Beğenmeyenin ise daha iyisini çekmeye ihtiyacı yoktur.
Fotoğraf eleştirmeninin fotoğrafçı olmasına da gerek yoktur. Hatta kitapları
ile fotoğrafçıların ufkunu açan Roland Barthes, Susan Sontag, John Berger gibi isimler belki iyi fotoğraf da
çekebilecek donanımda olmalarına rağmen sanat tarihine katkıları o yönde
olmamıştır.
Kendime gelecek olursam
fotoğraf eleştirmeyi haddim olarak görmüyorum. Ama kendimce fotoğraf okumayı da
severim.

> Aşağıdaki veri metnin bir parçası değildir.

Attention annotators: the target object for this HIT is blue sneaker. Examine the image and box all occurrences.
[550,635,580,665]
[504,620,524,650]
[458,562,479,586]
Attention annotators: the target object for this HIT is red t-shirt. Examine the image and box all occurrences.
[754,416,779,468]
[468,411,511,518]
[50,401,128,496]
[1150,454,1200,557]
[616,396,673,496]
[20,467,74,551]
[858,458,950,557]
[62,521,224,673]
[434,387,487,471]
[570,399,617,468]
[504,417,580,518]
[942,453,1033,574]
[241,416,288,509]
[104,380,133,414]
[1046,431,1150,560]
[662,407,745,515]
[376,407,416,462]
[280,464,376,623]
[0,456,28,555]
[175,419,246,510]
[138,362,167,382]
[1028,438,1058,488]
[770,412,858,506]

Zaten kötü fotoğrafın üzerinde durmadan geçerim, beni gerçekten
heyecanlandıran bir fotoğraf olur ise de altına kısaca beğendiğimi belirterek
çeken fotoğrafçının bunu bilmesini isterim sadece.
Özellikle yeni
başlayan biri gelip de fotoğrafını eleştirmemi isterse de daha fazla çek derim.
Ki mangal partisinde çektiği fotoğraflarını bana gösterip nasıl iyi bir fotoğrafçı olacağını anlatanlar, fikir isteyenler bile
oldu. Toplum olarak eleştiri kaldırabilen bir ruh sağlığına sahip değiliz
zaten. Bunun bilincinde olarak kimsenin fotoğrafçılığı hakkında konuşmak da
istemiyorum. Beğendiklerim zaten kendini
biliyor ;)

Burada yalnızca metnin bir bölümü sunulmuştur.